• Welcome to Overclockers Forums! Join us to reply in threads, receive reduced ads, and to customize your site experience!

I understand CPU overclocking, but not GPU overclocking

Overclockers is supported by our readers. When you click a link to make a purchase, we may earn a commission. Learn More.

i569221

New Member
Joined
Nov 11, 2015
Hello,
I have some experience with CPU overclocking, and also experience with undervolting. But now I tried to OC my 270X, and I just don't understand it.
The way I understand CPU overclocking, performance arises from increasing frequency (via FSB or multiplier), and power serves merely to support the increased frequency (to help reach stability), and increasing power does not actually net any performance.

I found a stable OC without meddling with power settings (1155 core, 1460 memory), and then tried to increase both frequency and power, but I could not reach stability (not even 1160 with +20% power). So I decided to keep it at the 1155/1460, and then I figured I could try to decrease temperature and therefore fan noise by decreasing power a bit, if the stability remained. But then I checked FPS at FurMark, and they decreased! I was puzzled, and tried the opposite, I again kept the frequency the same and increased power, and the FPS increased... yeah, increasing power could mean that frequency could be increased and kept stable and that would increase performance, but WHY did FPS increase when the frequencies remained the same?

EDIT: I used CCC to OC.
 
So, a few things:

1) Typically, the additional voltage you are able to apply to a GPU is not a lot, so there isn't a ton of headroom with some cards (silicon lottery plays in here). This could be the reason you hit 1155 with no voltage increase, but couldn't hit 1160 with the maximum allowable increase (there are also some checkboxes you may need to tick to allow voltage modification depending on the software you're using - I typically use Afterburner, so not sure on CCC).

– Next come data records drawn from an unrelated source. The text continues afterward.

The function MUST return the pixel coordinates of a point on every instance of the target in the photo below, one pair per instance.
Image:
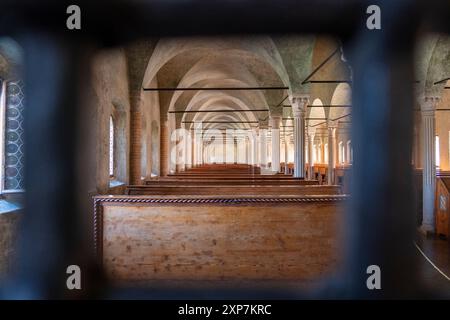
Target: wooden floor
(434, 262)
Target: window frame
(112, 149)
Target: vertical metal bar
(50, 231)
(381, 215)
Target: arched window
(438, 152)
(111, 147)
(12, 107)
(349, 152)
(314, 160)
(341, 153)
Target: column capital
(332, 125)
(428, 104)
(275, 122)
(311, 131)
(299, 104)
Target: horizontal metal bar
(217, 111)
(216, 89)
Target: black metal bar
(216, 89)
(51, 231)
(320, 66)
(219, 111)
(381, 213)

2) Throttling plays in a bit more "discretely" when overclocking a GPU. Depending on the card, the freq might just decrease a bit at a certain temp or when the card detects it doesn't have enough voltage for its task. You won't see a crash, but your scores may suffer a bit and be lower than when not overclocked because you weren't throttling then. GPU-z has some nice graphs you can track during a benchmark to ensure you aren't throttling. When you increase the voltage and see a higher score, this is likely why. You're giving the card the voltage it needs to not throttle.

3) When comparing, you'll want to use a GPU-specific benchmark like Heaven or 3DMark. If you're comparing FPS in games (or in Furmark - I've never used that one), your CPU and all other components are playing a part (too many variables).

4) Find out your maximum core overclock number before you start working the ram up. Core speed increases matter WAY more than mem increases.
 
Thank you, you were right - I had to increase power by 12% to get rid of throttling. Drove up my temperatures to 89°C in Furmark, and 74°C in a game that is GPU-limited (=100% GPU usage), which is acceptable.
And Furmark is to GPU like Prime95 is to CPU :) stresses it to the max, but does nothing else.
Though I found out I can OC core speed at the same time as memory, because hitting the limit manifests in a different way (drivers crash with too high core speed, and too high memory speed causes artifacts)
 
Use the Heaven benchmark to test for stability on a Gpu, Furmark can be damaging.
 

You learn something new every day. Cheers.

Though, I have to admit I feel pretty tired with having to tune-up settings with each and every game to maximize graphics quality while keeping FPS above 80... damn, I'll just pass my budget-minded PC to my girlfriend and simply buy a Titan X something. I'll have to cope with economy class tickets for a while though, lol :D damn. Decisions...
 
Certainly don't need a Titan X @ 1080P. 270X will definitely require some things to be turned down. GTX 970 is the sweet spot at the moment for 1080P
 
Certainly don't need a Titan X @ 1080P. 270X will definitely require some things to be turned down. GTX 970 is the sweet spot at the moment for 1080P

That is my point - "require some things to be turned down" - I am tired of tuning... I would like to simply launch a game, set settings to max, and simply play.
 
I have to PUT my two cents in here, as this is AMD (ATI) GPU forum :)
The GTX 970 is a good card but if you are looking to stay with AMD and a cheap card. The R9 290 is still a good card if you are staying at 1080p.
I just checked E-Bay on the price of the cards. The GTX 970 is going for $275+ while the R9 290 is going for $200 - $300 with R9 290x's in the mix also :thup:
 
I can agree with that. 290 will trade blows with a 970 and will be about $20 cheaper on average comparing used to used/new to new. 290X will win out in most games and be about the same price, used and new.

I think it's worth the little bit extra for the decreased power draw, but depending on the rest of your system, it might not even matter. ITX, I would go with Maxwell. Any other build type, whichever is cheaper.